Wonder Woman Diana Prince finds herself in the black-and-white predicament of a World War where there are either good guys or bad guys. Throughout the movie, Prince learns the ways of those powerful enough to declare and carry out war. Our favorite heroine concludes that the men in charge are often quick to make decisions and reach conclusions. They prefer the fast route of linear decision-making. Yet, linear decision-making tends to create a black-and-white value system. In Wonder Woman, that type of value system puts people in two boxes: good guys and bad guys.
What Prince discovers is that the right decisions, particularly the big ones, are rife with gray areas. By the end of the movie, her exposure to the world gave her far more dynamic perspective when she concludes, “There is darkness and light in each of us.” Decisions that bring about change, the kind of change that disrupts the status quo, requires an approach that considers the people impacted, not just the choice that needs to be made. As you continue to hone your decision-making acumen, consider these three perspectives.
Create a toolkit where a one-size approach to decision-making does not fit all.
Lisa Reeves, SVP of product at Zenefits, is a serial entrepreneur, investor and corporate executive. One of the keys to Reeves’ success is her ambidextrous approach to decision-making. “Both linear and non-linear decisions are valuable and I have a toolkit for how and when to apply both,” says Reeves. Non-linear decisions can be messy and time-consuming. Reeves combats potential distractions by keeping the end-game and key objectives in the forefront.
At GridCraft, Reeves's big data company she sold to Workday in 2015, she and her co-founders followed the popular MVP (minimal viable product) approach popular with high-growth tech startups whereby products are tested in the market and honed based on user feedback. Keeping the total customer experience at the forefront, diverse market feedback was used for dynamic decision-making that informed the product roadmap, implementation and go-to-market strategies.
Related: 50 Rules for Being a Great Leader
Reeves’ advice for making decisions that matter: Beware of your blind spots. “Periodically question a simple A-to-B approach for repetitive decisions -- you could be disrupted. For example, when evaluating new markets, and a banker presents a company that doesn’t obviously fit into your company’s growth strategy and you quickly dismiss it. It’s those kinds of decisions that enabled Amazon to completely upset the market,” Reeves says.
Cultivate an all-hands-on-deck approach to change-making decisions.

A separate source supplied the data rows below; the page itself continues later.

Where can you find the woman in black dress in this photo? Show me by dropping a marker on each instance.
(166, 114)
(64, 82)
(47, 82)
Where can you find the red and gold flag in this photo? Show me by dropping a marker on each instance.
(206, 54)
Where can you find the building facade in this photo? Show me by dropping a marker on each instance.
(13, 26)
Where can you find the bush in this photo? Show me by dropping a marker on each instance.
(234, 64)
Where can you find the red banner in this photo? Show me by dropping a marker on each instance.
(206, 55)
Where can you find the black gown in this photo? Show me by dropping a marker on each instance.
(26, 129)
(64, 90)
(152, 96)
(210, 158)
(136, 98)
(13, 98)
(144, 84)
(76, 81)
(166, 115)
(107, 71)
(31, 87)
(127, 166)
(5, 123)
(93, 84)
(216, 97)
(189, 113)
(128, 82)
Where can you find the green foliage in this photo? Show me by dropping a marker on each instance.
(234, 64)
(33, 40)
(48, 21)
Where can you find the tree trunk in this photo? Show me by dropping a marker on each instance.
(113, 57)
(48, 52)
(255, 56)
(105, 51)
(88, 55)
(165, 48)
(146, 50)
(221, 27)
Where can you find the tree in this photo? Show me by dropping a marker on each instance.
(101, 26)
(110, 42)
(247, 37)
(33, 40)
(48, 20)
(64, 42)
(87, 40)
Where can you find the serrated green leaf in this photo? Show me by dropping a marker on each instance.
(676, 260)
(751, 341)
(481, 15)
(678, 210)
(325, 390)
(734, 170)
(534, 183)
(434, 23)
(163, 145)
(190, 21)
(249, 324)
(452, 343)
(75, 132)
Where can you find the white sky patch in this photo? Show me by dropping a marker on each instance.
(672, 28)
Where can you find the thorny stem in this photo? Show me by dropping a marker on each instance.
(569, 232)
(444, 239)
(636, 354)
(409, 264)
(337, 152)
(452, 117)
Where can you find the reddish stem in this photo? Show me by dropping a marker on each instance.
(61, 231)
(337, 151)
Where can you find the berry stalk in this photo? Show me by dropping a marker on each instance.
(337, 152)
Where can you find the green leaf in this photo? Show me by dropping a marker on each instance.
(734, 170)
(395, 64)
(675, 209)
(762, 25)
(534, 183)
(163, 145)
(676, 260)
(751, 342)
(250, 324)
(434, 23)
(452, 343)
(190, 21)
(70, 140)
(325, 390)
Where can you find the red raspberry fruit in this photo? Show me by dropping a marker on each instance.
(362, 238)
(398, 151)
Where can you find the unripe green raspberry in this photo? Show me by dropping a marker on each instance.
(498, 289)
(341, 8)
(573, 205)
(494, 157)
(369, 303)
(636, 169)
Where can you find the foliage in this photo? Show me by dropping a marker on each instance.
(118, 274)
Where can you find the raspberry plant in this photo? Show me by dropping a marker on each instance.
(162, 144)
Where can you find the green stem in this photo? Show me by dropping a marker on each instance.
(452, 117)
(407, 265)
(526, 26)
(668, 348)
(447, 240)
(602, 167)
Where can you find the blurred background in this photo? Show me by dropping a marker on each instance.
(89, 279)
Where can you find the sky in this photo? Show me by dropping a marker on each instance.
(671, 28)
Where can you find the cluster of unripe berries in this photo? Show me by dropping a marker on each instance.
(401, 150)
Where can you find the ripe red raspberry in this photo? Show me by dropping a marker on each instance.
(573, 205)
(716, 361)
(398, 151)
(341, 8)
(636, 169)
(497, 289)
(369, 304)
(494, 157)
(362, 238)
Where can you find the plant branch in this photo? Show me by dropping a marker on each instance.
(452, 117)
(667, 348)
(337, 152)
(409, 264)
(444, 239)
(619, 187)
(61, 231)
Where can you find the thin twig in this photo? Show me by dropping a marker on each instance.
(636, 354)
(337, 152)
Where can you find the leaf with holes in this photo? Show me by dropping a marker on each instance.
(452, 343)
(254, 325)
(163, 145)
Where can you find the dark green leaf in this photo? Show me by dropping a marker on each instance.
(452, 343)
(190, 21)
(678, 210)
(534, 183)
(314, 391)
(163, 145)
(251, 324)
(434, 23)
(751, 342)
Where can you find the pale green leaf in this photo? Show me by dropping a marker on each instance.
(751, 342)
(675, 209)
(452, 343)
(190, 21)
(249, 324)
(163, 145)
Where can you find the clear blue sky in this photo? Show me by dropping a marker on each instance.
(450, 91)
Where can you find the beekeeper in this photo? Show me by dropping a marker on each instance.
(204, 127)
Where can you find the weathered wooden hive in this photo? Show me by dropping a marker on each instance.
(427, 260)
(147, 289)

Accountants follow data and often view decisions in a straightforward Point A to Point B methodology. But, Dawn W. Brolin, CEO of Powerful Accounting, is also a visionary business leader who sees opportunity where typical data points don’t apply. Instead, she employs long-term thinking mixed with creative solutions to maximize her current offers while extending her firm’s core competencies into new market offerings.
When considering the future of her company, Brolin knew she had to look beyond the obvious trajectory. “I didn’t want to be a traditional accounting firm. I wanted to make a move to broaden our services,” says Brolin. Rather than sticking with the typical numbers-only approach often employed in her industry, she shifted her decision-making approach, something she believes every small business owner must be willing to do, and evaluated her team’s current work, firm processes, margins and customer base. The result? She opened a new office to serve a niche market and expanded her staff to include talent across multiple geographies.
Brolin’s advice for making decisions that matter: During times of high-stakes decisions, choose the team-based approach. “On many occasions over the last 20 years, I have been tempted to make and carry out a decision on my own in an effort to protect my staff. But, that has caused the team even more stress 100 percent of the time. Everyone wants to be part of a successful project and see it through together,” Brolin says.
Adopt the mindset that considers decisions in relation to people and impact.
One of the biggest turning points in my life was learning about the work of Carol Gilligan. Gilligan’s seminal work in value-based decision-making set the stage for much of feminist leadership theory. After serving as a research assistant to Lawrence Kohlberg in his study of moral development during her PhD studies at Harvard University, Gilligan was struck by two important factors: All of the participants in Kohlberg’s famous work were white men and the scholar found that the female approach to moral decisions was inferior to men. Gilligan conducted the same study using female participants and found that women are relational in their value-based decision-making.
My advice for making decisions that matter: Use the time you have to consider the impact. When facing an important decision, women consider the impact on stakeholders and competing trends and initiatives. Pressure cooker decisions can be daunting, particularly when all eyes are on you. These types of scenarios tend to be dynamic with multiple dimensions. Considering the impact on key stakeholders as well as potential implications to other areas of investment will lead to better decisions in the long run.